Lea Behrendt1,2, Andreas Voskrebenzev1,2, Filip Klimeš1,2, Marcel Gutberlet1,2, Hinrich Winther1, Till Kaireit1,2, Tawfik Moher Alsady1,2, Gesa Pöhler1,2, Frank Wacker1,2, and Jens Vogel-Claussen1,2
1Institute of Diagnostic and Interventional Radiology, Hannover Medical School, Hannover, Germany, 2Biomedical Research in Endstage and Obstructive Lung Disease Hannover (BREATH), German Center for Lung Research (DZL), Hannover, Germany
Synopsis
Phase-resolved functional lung
(PREFUL) MRI is a promising contrast agent-free 1H method to derive information
about perfusion dynamics in free breathing. The analysis includes the
segmentation of a main vessel to determine the perfusion phase for
reconstruction of a full cardiac cycle. Since manual segmentation can be
challenging and time-consuming, an algorithm for automated phase sorting is
desirable. In this study such an algorithm is proposed, tested in 34 patients
with CF and CTEPH and compared to manual phase sorting. The algorithm was able
to perform segmentation in all cases and showed improved phase sorting compared
to manual segmentation.
Introduction
Phase
resolved functional lung (PREFUL) MRI1 is a contrast agent free 1H
technique, allowing for simultaneous assessment of lung ventilation2
and perfusion3 dynamics. It is based on the voxel-wise time series
analysis of dynamic lung MRI in free breathing4. To derive dynamic
information about pulmonary ventilation and perfusion, lung images are
co-registered, low-pass or high-pass filtered to extract the ventilation or
perfusion components and retrospectively sorted to reconstruct one respiratory
and cardiac cycle.
During PREFUL
postprocessing, the cardiac phase is determined using the mean signal time
series in a manual segmented region of interest (ROI) inside a main pulmonary
vessel1. However, manual segmentation is time-consuming, requires
user interaction and is challenging especially in posterior and anterior slices
of the lung. Therefore, in this study, an algorithm for automated cardiac phase
sorting is proposed. The applicability of the developed algorithm was tested in
patients with chronic lung disease in slices covering the whole lung.Method
14
patients with cystic fibrosis (CF) and 20 patients with chronic thromboembolic
pulmonary hypertension (CTEPH) were included in this study. Imaging was
performed on a 1.5T scanner (Avanto or Aera, Siemens Healthcare, Erlangen,
Germany) using a spoiled gradient echo sequence with the following settings:
Field of view = 225 x 225mm2 - 500 x 500mm2, matrix size
128 x 96 - 128 x 128 (all interpolated to 256 x 256), slice thickness 15mm,
slice spacing 15mm - 30mm, TE = 0.67ms - 0.91ms, TR = 3ms, flip angle 5° - 8°,
temporal resolution 192ms - 289ms.

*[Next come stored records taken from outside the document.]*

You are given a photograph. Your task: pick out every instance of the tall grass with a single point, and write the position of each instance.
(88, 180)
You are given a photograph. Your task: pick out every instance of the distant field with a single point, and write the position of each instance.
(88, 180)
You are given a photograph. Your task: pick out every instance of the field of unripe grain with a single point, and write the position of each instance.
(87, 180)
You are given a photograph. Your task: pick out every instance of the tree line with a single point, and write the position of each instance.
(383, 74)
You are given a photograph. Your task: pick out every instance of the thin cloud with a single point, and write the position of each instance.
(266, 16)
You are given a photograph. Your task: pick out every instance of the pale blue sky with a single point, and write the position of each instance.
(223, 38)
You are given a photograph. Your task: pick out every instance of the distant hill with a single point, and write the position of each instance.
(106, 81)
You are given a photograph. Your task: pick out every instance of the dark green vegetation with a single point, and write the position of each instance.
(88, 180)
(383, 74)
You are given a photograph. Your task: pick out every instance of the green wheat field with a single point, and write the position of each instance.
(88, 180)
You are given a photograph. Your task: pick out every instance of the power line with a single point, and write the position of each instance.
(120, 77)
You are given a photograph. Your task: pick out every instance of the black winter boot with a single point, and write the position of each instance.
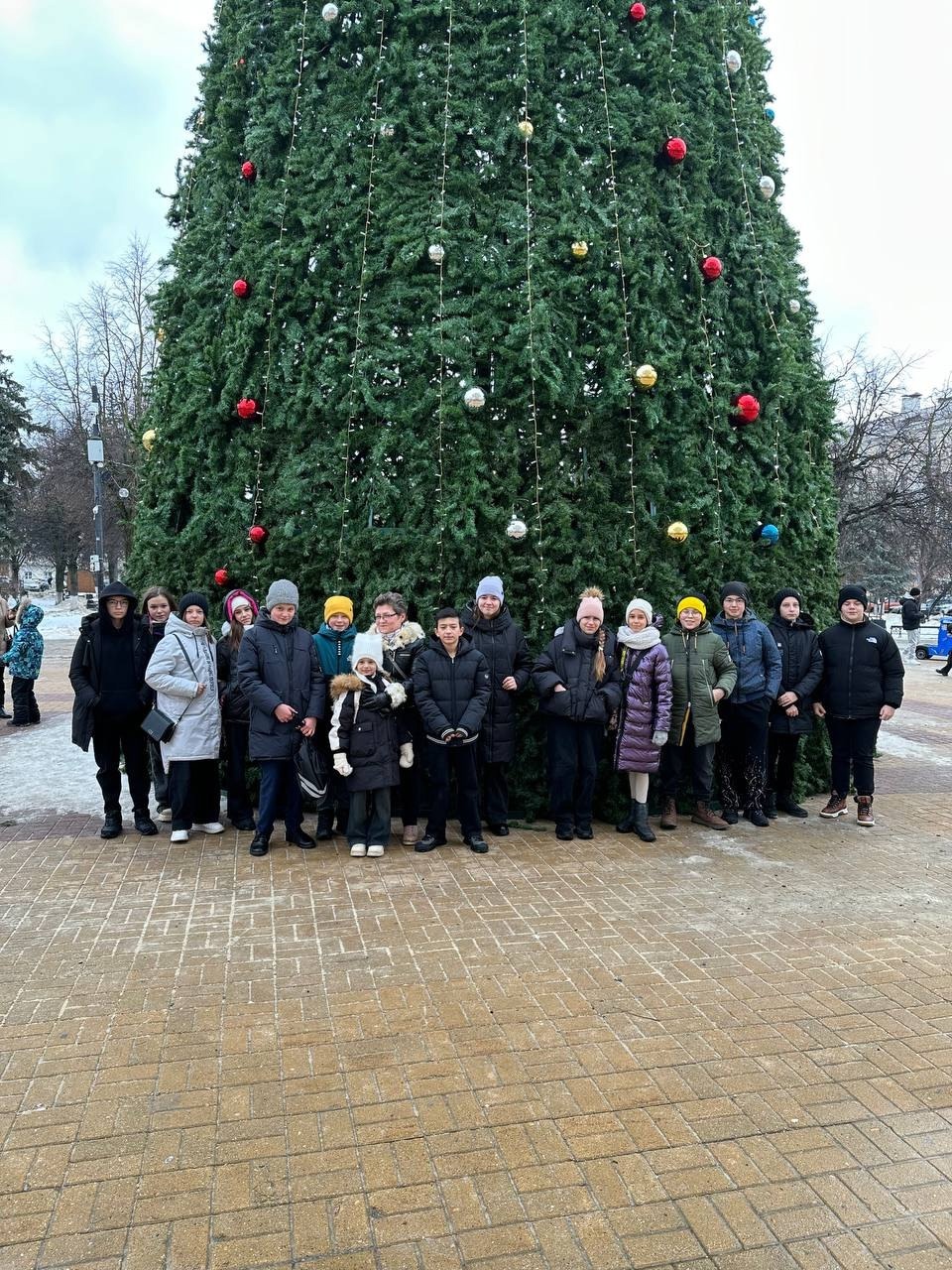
(631, 820)
(642, 826)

Between 4 and 13 coronal slices covering the
whole lung were obtained for each patient.
All
images were registered towards one fixed image in intermediate lung position5.

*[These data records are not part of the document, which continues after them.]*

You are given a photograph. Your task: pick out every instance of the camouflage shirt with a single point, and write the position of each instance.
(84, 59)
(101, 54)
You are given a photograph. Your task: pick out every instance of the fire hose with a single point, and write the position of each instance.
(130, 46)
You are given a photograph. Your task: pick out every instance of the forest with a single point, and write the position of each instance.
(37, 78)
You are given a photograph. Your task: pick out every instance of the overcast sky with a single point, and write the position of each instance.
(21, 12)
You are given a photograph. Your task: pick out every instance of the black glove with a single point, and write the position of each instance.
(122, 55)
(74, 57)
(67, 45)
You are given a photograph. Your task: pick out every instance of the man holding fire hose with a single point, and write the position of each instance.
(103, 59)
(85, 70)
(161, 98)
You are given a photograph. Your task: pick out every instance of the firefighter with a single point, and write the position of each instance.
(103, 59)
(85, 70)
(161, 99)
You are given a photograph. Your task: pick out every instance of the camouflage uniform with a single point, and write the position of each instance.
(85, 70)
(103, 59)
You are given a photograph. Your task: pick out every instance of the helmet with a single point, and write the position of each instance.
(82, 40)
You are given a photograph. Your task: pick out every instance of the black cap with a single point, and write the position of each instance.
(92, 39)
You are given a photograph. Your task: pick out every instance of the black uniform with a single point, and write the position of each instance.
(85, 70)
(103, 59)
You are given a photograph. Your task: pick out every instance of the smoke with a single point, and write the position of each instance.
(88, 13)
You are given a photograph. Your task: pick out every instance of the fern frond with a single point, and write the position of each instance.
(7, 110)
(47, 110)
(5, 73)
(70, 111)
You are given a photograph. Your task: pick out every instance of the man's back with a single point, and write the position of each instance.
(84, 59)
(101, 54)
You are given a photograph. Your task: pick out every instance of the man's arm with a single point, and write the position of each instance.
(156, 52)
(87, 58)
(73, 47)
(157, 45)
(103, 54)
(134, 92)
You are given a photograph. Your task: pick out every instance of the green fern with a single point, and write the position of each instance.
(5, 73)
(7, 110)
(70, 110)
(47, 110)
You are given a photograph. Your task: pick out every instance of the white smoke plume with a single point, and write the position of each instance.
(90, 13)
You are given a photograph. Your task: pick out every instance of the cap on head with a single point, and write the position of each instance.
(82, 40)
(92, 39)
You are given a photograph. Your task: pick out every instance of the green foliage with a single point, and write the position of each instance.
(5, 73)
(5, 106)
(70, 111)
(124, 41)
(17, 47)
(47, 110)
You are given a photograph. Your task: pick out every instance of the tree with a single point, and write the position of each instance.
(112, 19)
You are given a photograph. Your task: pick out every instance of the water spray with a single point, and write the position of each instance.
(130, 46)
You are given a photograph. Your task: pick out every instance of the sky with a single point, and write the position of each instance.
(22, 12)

Afterwards, an automated algorithm for cardiac phase sorting inside PREFUL1
was implemented (Figure 1): Therefore, an ROI (Rsort), consisting of
at least one voxel cluster, located inside a pulmonary vessel or the heart
shall be segmented automatically. First, after automatic segmentation of the
lung parenchyma using a semantic convolutional neural network6, a
search ROI (As) consisting of both lungs and the mediastinum was
created. Perfused vessels and the heart, provide a high signal intensity and a
large amplitude in the cardiac frequency spectrum. Therefore, voxel clusters
inside vessels and the heart were identified from a temporal maximum intensity
projection map MMIP and a standard deviation map Mstd of
the high-pass filtered (cut-off frequency: 0.75Hz) dynamic image series using
the 98th percentile as
the lower threshold. To avoid cardiac phase shifts between the voxel clusters
and to improve the sine fit during reconstruction of the cardiac cycle, Rsort
was iteratively adjusted by comparing the goodness of fit parameter R2
of the acquisitions fitted to the reconstructed sine wave before and after
removing a cluster (Figure 2). If the sine fit improves, the cluster will be
removed from Rsort. As a lower limit, at least one cluster had to
remain in Rsort. Finally, images were sorted according to their
perfusion phase and interpolated to 15 phases at an equidistant time grid
covering one cardiac cycle.
R2 values
of the sine fit were calculated for all slices and compared to those obtained
with manually segmented ROIs inside a main vessel using a paired two-sided
Wilcoxon test.Results
For
every slice, a sorting ROI inside a vessel or the heart was found by the
algorithm. In Figure 3, segmented ROIs, corresponding sine fits and
perfusion-weighted maps obtained using the automatic algorithm and manual
segmentation are shown for selected slices of a CTEPH patient.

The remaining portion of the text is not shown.